Refactoring the Javaslang Organization
An organization is organic. It lives!
I plan to refactor the organization a bit as a first step towards our next major release Javaslang-3.0.0. We need small and simple parts that form a whole. What does not fit will be moved or thrown out completely.
The core will remain stable!
We move the existing modules from Javaslang core to their own repository javaslang-gwt. This is a harmless change, these modules aren't published yet.
Algebraic functionality like lift will move to core types like Option, Try etc. This API is released but, as mentioned earlier, in an experimental and unfinished state. It is more or less useless in its current state. Future algebraic additions will be part of the Javaslang core.
This repo does not seem to be maintained any more. It is not reflecting the actual projects that use Javaslang in production, therefore it has no additional benefit. Away with this ballast!
We need an integrated web page that makes all information accessible.
We will move the javaslang-circuitbreaker project outside of the Javaslang organization. The project has never been a real addition to Javaslang. It is really awesome and deserves a project on its own.
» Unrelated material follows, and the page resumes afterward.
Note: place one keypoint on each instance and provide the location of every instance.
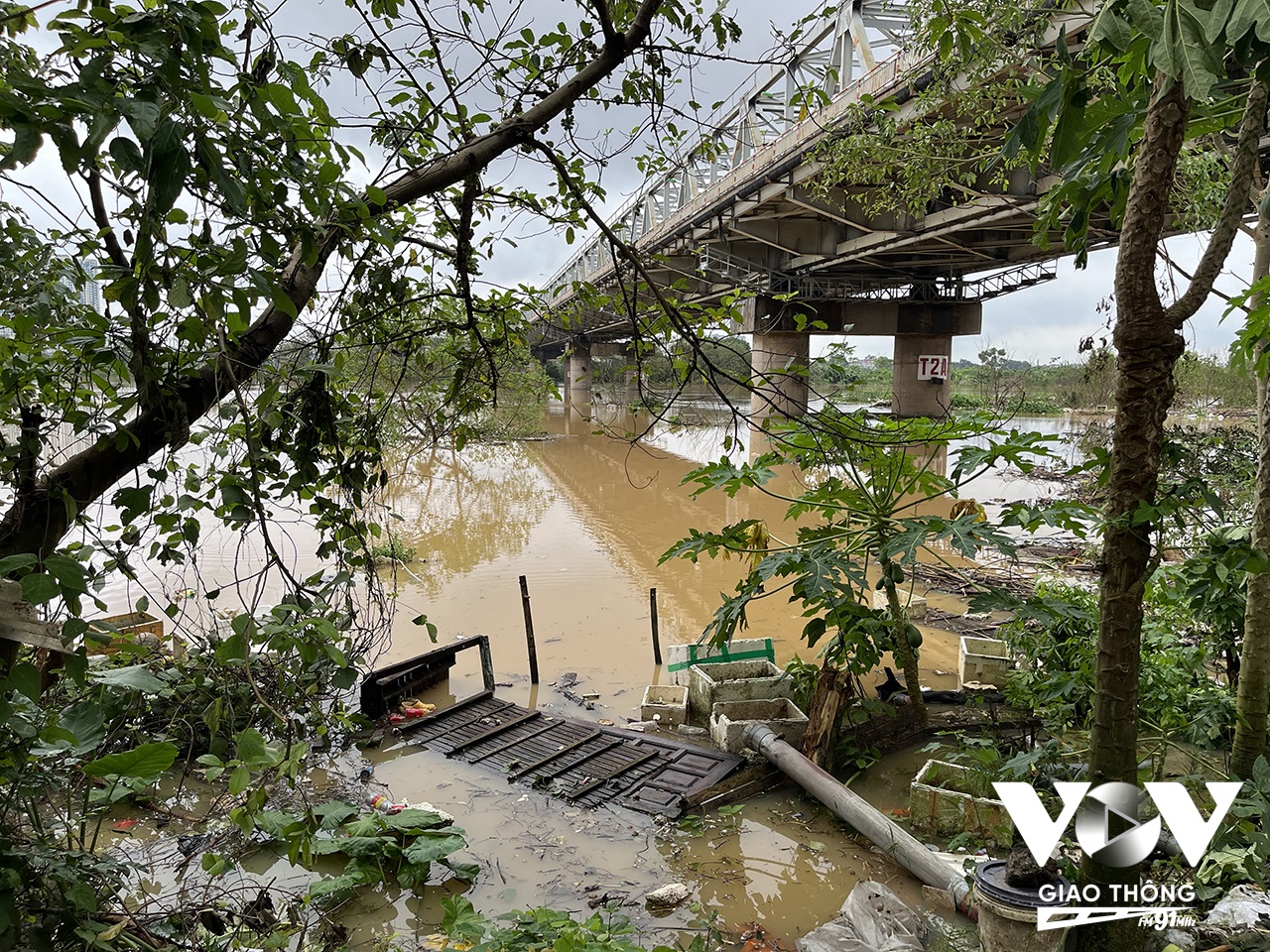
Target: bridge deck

javaslang-circuitbreaker is more like a consumer of Javaslang, it simply depends on it. The circuit-breaker works best within reactive/async systems. This type of domain isn't supported natively by Javaslang, we have no abstraction for it. I don't see that we will jump on the reactive train soon. In the current development the circuitbreaker project starts to depend on other reactive streaming libraries.
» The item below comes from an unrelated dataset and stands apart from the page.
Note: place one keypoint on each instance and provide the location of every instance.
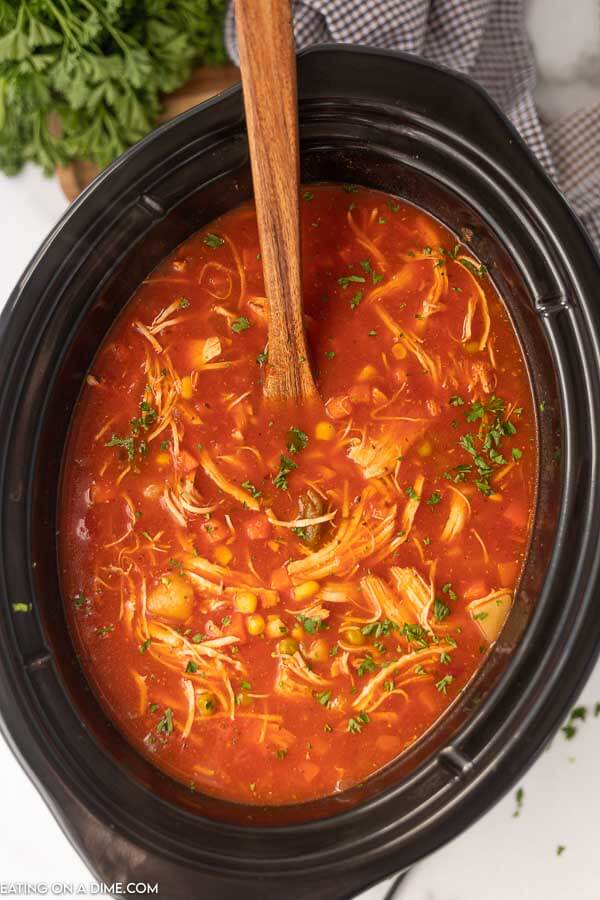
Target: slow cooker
(407, 127)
The circuitbreaker is the baby of Robert Winkler, which is great btw! We see that by looking at the copyright notice. The code is not/never has been property of Javaslang, it is property of Robert Winkler.
The popular Failsafe project has copied Robert's take on the circuitbreaker (without providing the nice API using higher-order functions). I don't see why we should spend time and effort to fragment the market. It would be better to merge the projects.
Q: Why all this? Is this a 'bad' sign? Do we 'loose' something?
A: No. This is the natural way of selection. Continually growing all the things does not work (look at your legacy systems!). Growing is a pendulum — growing-selecting-shrinking, growing-selecting-shrinking, ... If we are doing it the right way, Javaslang will be stronger than before. We preserve a maintainable code base, a stable and fast iteration cycle and being responsive.